Relationship Expectations

Relationships are both a blessing and can be increasable hard. And one element that complicates relationships is that they are all so different.  What works in one relationship doesn’t work in another. How I interaction in this one doesn’t work in the other. It’s helpful to remember that we are complex as humans and so relationships also have a complexity to them.  But when I notice I’m continually hurt, disappointed or confused in a relationship, I find that one question seems to be incredibly helpful in assessment process.  

What Type of Relationships is this Person Capable of Having?  

It can seem like an easy question on the surface but really working to answer it can change the trajectory of any relationship.  We can tend to look at all relationships the same way and even want the same thing out of every one of them. We may enjoy relationships where we connect deeply and spend quality time together sharing deeper heart things but not everyone is capable of that or even safe to do that with.  Taking time to assess…

  • How does this person respond when I share vulnerable things?

  • What are the patterns I notice?

  • Do I see a pattern where they try to fix or rescue me?

  • Do I notice a pattern where they turn the conversation back to them after I share something vulnerable?

  • Do they every share back anything about their life with me?

Many people are not capable of connecting this way in relationships and so expecting this form someone can lead to a lot of undue hurt and pain and put strain on the relationships. 

Levels of Relationships

Sometimes people are only capable of having surface level relationships. They work best planning activities, having things to do that hold space and time in such a way that connecting is around doing things together.  Talking and connecting on deeper issues, resolving conflict and addressing irritations seems to set the person over the edge. Recognizing a person relates best around shared activities is a game changer in a relationship.  We have to grieve and let go and of the type of relationship we wanted with this person but meet then were they are and what they are capable of in a relationship.  

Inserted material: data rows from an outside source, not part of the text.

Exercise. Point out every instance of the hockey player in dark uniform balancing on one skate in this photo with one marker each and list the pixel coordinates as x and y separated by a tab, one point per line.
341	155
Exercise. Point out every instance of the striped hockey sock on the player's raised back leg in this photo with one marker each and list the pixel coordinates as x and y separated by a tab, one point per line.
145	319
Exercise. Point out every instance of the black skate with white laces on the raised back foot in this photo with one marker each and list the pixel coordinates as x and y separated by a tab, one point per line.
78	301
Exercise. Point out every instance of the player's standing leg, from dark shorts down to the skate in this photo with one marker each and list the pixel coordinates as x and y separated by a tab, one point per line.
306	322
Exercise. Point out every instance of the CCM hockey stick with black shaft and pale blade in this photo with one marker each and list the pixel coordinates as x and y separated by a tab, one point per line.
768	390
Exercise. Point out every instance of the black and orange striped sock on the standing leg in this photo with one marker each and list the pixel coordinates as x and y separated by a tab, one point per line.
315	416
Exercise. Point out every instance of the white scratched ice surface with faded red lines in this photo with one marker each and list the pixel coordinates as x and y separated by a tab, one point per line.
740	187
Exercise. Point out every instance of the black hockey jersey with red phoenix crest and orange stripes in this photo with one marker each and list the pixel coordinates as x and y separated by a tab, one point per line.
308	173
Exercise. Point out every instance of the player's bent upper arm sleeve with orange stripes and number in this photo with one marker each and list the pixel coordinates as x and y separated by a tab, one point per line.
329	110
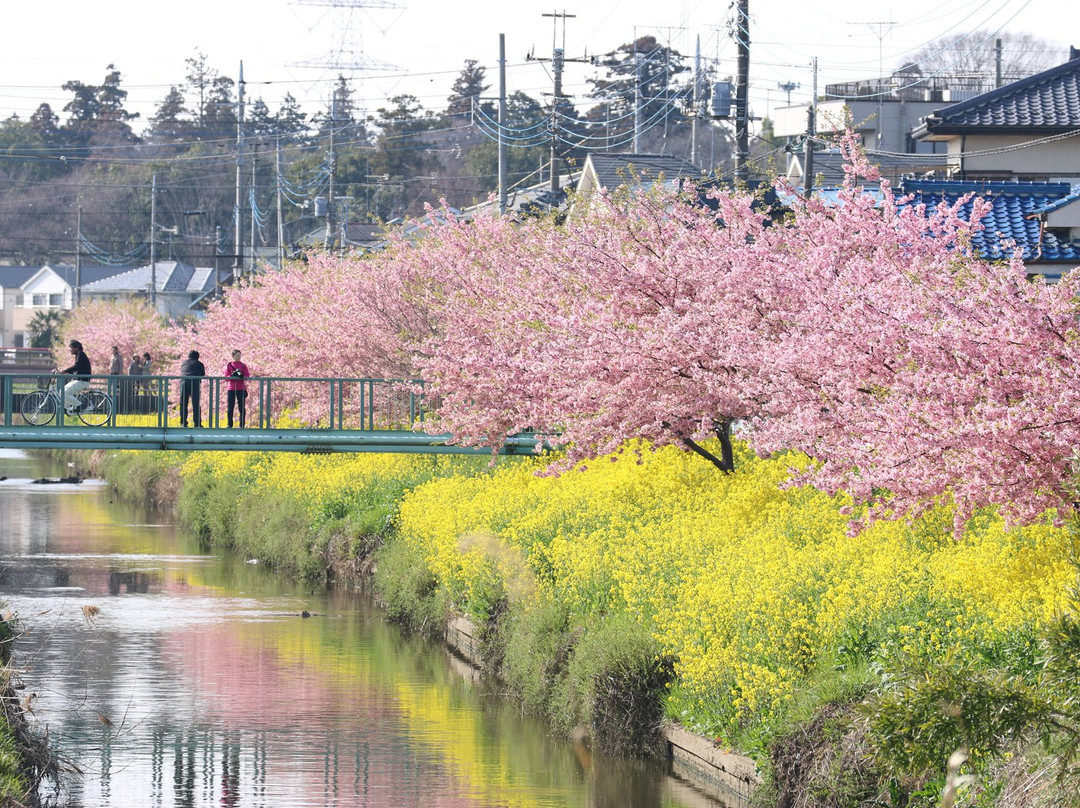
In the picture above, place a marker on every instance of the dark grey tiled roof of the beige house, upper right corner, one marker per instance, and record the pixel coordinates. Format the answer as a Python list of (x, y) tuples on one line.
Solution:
[(1047, 103)]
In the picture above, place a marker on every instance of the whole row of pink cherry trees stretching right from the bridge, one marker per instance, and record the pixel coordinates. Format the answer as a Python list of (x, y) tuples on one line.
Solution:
[(865, 333)]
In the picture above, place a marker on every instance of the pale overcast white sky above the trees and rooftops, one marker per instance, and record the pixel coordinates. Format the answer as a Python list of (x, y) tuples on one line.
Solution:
[(418, 47)]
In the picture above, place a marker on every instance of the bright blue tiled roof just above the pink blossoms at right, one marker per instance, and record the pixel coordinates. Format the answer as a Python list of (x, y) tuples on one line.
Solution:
[(1015, 216)]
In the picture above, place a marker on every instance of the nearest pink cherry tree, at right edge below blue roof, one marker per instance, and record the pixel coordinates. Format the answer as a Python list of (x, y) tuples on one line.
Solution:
[(910, 369)]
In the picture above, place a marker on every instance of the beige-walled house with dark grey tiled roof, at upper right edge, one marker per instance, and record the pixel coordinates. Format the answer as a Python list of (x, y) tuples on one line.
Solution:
[(1028, 130)]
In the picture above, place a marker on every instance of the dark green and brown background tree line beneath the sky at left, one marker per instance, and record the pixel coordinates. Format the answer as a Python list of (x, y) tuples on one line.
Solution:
[(92, 155)]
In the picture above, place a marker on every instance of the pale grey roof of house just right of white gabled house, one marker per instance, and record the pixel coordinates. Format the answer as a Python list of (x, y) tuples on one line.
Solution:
[(179, 287)]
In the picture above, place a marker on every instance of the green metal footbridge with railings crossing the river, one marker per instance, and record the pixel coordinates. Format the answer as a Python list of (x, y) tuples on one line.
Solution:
[(317, 415)]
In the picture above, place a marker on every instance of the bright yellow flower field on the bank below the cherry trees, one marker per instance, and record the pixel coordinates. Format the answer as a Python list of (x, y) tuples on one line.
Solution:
[(748, 586)]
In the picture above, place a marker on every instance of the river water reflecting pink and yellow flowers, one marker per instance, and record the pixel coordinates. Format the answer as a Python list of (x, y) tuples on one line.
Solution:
[(170, 676)]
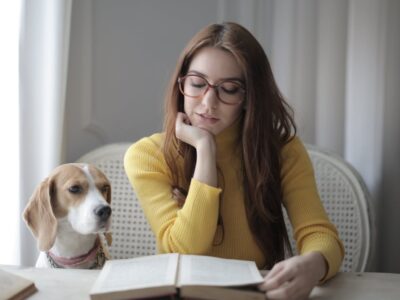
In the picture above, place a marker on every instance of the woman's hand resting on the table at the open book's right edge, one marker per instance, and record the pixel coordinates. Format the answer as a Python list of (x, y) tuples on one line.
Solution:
[(294, 278)]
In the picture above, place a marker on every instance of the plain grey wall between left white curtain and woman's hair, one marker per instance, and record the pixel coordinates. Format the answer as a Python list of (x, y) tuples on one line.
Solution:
[(121, 56)]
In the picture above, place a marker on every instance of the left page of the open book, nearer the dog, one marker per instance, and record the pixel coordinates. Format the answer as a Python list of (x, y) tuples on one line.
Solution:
[(140, 272)]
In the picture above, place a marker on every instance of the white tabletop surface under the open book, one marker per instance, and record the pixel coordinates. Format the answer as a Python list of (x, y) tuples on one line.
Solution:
[(76, 284)]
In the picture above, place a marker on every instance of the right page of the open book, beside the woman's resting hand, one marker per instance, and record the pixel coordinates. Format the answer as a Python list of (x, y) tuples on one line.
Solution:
[(206, 270)]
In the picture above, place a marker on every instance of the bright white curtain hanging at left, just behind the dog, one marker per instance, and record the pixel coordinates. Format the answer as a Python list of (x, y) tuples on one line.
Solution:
[(44, 45)]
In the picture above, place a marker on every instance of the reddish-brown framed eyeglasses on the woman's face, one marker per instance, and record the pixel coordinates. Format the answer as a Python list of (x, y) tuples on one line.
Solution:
[(228, 91)]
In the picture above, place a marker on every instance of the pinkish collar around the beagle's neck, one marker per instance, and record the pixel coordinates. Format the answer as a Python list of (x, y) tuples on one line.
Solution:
[(96, 255)]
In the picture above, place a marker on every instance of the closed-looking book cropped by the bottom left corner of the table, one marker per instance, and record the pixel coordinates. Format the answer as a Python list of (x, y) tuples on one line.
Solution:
[(14, 287)]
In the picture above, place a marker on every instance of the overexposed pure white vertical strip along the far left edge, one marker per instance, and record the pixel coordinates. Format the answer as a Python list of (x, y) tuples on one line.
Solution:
[(9, 214)]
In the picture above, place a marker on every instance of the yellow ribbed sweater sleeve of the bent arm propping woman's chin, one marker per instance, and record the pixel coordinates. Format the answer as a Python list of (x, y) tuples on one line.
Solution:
[(189, 229)]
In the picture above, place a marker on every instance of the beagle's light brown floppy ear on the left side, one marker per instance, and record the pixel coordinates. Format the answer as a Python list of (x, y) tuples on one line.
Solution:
[(39, 215)]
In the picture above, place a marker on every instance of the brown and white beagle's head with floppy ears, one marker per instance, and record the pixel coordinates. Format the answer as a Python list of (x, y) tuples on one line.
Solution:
[(80, 193)]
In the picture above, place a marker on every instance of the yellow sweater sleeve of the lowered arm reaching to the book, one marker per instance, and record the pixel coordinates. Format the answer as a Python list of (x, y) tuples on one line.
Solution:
[(311, 226)]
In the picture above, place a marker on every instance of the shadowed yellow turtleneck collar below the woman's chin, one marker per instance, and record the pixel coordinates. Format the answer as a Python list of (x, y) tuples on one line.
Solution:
[(228, 140)]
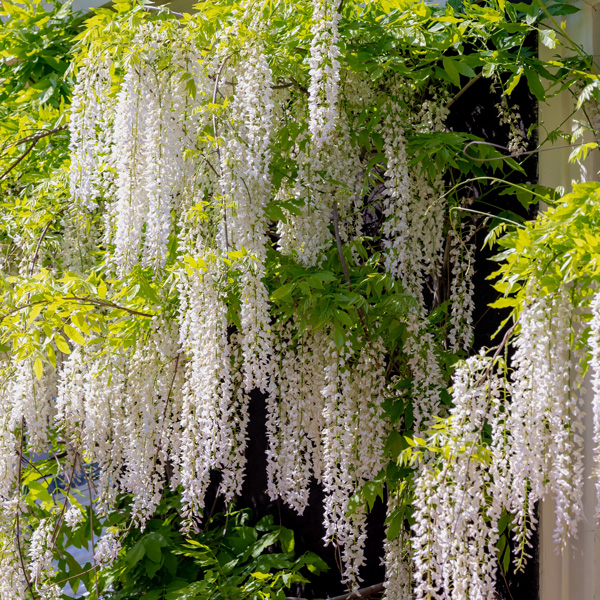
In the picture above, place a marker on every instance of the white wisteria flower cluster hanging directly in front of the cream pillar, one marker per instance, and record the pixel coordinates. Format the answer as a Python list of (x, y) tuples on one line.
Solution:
[(546, 390)]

Sacrificing Time and Energy

Another area is commitment to sacrificing time or energy for the relationships.

  • Do I notice I’m hurt often as they cancel plans over and over, I’m the one traveling to them, I sacrifice in the relationship but notice it only seems to be one sided?

  • Again, It can be helpful to recognizing is this person capable of having that type of commitment to a relationship?

  • Are they in a season where they value relationships?

Understanding that they might not value sacrificing for relationships in the season of life they are in. Many people get overwhelmed with daily life that prioritizing and valuing relationships is not even on their radar. It’s important we step back and see if my ongoing hurt and pain is really because I’m wanting something out of the relationship that this person is not wanting?  

Changing Expectations

There are hundreds of ways this plays out, but if we really stop and evaluate our hurts, pains and confusion we just might find that it’s really not about us and more about what the other person is capable of.  Changing our expectations may lead to having to grieve what you were after. But through this grieving process, we just might be able to enjoy and cherish the relationship even more. When we have an accurate expectation of the type of relationships a person is capable of having, we can enjoy what the relationships has to offer. And  remember, people change. We change from season to season; we grow and value different things in each season of life so be open to the surprising change someone can offer you in another season of life.